The vendor tells me that this is an python scheduler problem and not their api's fault and therefor won't help me:

«However, it seems like you are experiencing some nuances when using threading in Python. By putting the time.sleep in the DumpThread thread, you are explicitly signaling to the Python threading system to give up control. Otherwise, it is up the Python interpreter to determine when to switch threads and it usually does that after a certain number of byte code instructions have been executed.»

Can somebody confirm that python is the problem here? Is there another way to make the DumpThread release control? Any other ideas?

Answer 1

Your vendor would be right if yours was pure python code; however, C extensions may release the GIL, and therefore allows for actual multithreading.

In particular, time.sleep does release the GIL (you can check it directly from the source code, here - look at floatsleep implementation); so your code should not have any problem. As a further proof, I have made also a simple test, just removing the calls to USB, and it actually works as expected:

from threading import Thread
import time
import sys

usb_device = 0

def usb_dump():
    for i in range(100):
        time.sleep(0.001)
        print "dumping usb"

class DumpThread(Thread):
    def run(self):
        usb_dump()

t = DumpThread()
t.start()
print "Sleep 1"
time.sleep(1)
print "End"
sys.exit(0)

Finally, just a couple of notes on the code you posted:

• usb_device is not being passed to the thread. You need to pass it as a parameter or (argh!) tell the thread to get it from the global namespace.
• Instead of forcing sys.exit(), it could be better to just signal the thread to stop, and then closing USB device. I suspect your code could get some multithreading issue, as it is now.
• If you need just a periodic poll, threading.Timer class may be a better solution for you.
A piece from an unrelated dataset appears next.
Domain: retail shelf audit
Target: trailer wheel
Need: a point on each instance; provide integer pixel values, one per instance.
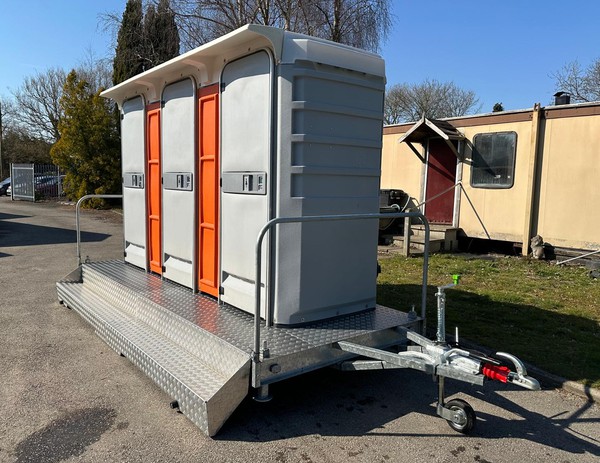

[Update] About the latest point: as told in the comment, I think a Timer would better fit the semantic of your function (a periodic poll) and would automatically avoid issues with the GIL not being released by the vendor code.

Answer 2

I'm assuming you wrote a Python C module that exposes the ReadUSBDevice function, and that it's intended to block until a USB packet is received, then return it.

The native ReadUSBDevice implementation needs to release the Python GIL while it's waiting for a USB packet, and then reacquire it when it receives one. This allows other Python threads to run while you're executing native code.
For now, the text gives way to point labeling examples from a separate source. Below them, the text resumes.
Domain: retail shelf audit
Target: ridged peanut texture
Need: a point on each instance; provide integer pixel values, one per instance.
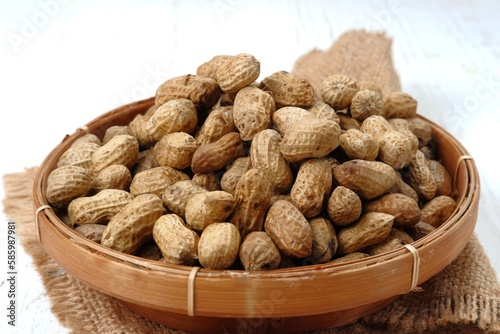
(219, 245)
(289, 229)
(258, 252)
(133, 225)
(98, 208)
(178, 243)
(67, 183)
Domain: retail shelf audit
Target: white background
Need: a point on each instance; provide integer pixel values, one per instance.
(64, 63)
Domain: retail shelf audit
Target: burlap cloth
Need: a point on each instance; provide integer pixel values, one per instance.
(464, 298)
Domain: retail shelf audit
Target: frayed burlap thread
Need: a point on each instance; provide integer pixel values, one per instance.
(463, 298)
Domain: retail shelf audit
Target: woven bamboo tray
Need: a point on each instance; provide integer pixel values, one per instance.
(279, 301)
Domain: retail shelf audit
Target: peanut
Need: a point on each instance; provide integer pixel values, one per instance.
(252, 111)
(366, 103)
(405, 210)
(206, 208)
(369, 179)
(112, 177)
(218, 123)
(155, 180)
(289, 229)
(177, 115)
(98, 208)
(176, 195)
(288, 90)
(203, 92)
(338, 90)
(133, 225)
(252, 196)
(178, 243)
(175, 149)
(258, 252)
(310, 138)
(344, 206)
(265, 155)
(66, 183)
(370, 229)
(312, 186)
(219, 245)
(217, 155)
(324, 240)
(399, 104)
(120, 150)
(237, 72)
(359, 145)
(438, 210)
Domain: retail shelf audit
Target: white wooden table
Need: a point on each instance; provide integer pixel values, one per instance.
(63, 63)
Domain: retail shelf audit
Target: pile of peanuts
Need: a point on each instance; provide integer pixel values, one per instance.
(227, 172)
http://docs.python.org/c-api/init.html#thread-state-and-the-global-interpreter-lock

While you've unlocked the GIL, you can't access Python. Release the GIL, run the blocking function, then when you know you have something to return back to Python, re-acquire it.

If you don't do this, then no other Python threads can execute while your native blocking is going on. If this is a vendor-supplied Python module, failing to release the GIL during native blocking activity is a bug.
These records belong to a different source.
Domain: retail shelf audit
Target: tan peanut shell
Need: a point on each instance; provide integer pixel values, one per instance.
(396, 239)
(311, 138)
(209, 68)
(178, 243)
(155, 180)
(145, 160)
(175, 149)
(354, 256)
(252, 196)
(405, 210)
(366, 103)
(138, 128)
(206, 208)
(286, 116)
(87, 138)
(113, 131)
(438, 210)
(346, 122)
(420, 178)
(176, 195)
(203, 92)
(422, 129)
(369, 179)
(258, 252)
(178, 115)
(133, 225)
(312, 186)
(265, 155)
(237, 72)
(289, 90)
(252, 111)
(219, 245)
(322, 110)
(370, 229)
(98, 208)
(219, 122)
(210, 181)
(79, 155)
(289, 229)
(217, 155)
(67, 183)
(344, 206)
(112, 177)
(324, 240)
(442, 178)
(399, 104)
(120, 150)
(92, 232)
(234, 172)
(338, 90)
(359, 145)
Note that if you're receiving many packets, and actually processing them in Python, then other threads should still run. Multiple threads which are actually running Python code won't run in parallel, but it'll frequently switch between threads, giving them all a chance to run. This doesn't work if native code is blocking without releasing the GIL.

edit: I see you mentioned this is a vendor-supplied library. If you don't have source, a quick way to see if they're releasing the GIL: start the ReadUSBDevice thread while no USB activity is happening, so ReadUSBDevice simply sits around waiting for data. If they're releasing the GIL, the other threads should run unimpeded. If they're not, it'll block the whole interpreter. That would be a serious bug.

Answer 3

I think the vendor is correct. Assuming this is CPython, there is no true parallel threading; only one thread can execute at a time. This is because of the implementation of the global interpreter lock.

You may be able to achieve an acceptable solution by using the multiprocessing module, which effectively sidesteps the garbage collector's lock by spawning true sub-processes.

Another possibility that may help is to modify the scheduler's switching behaviour.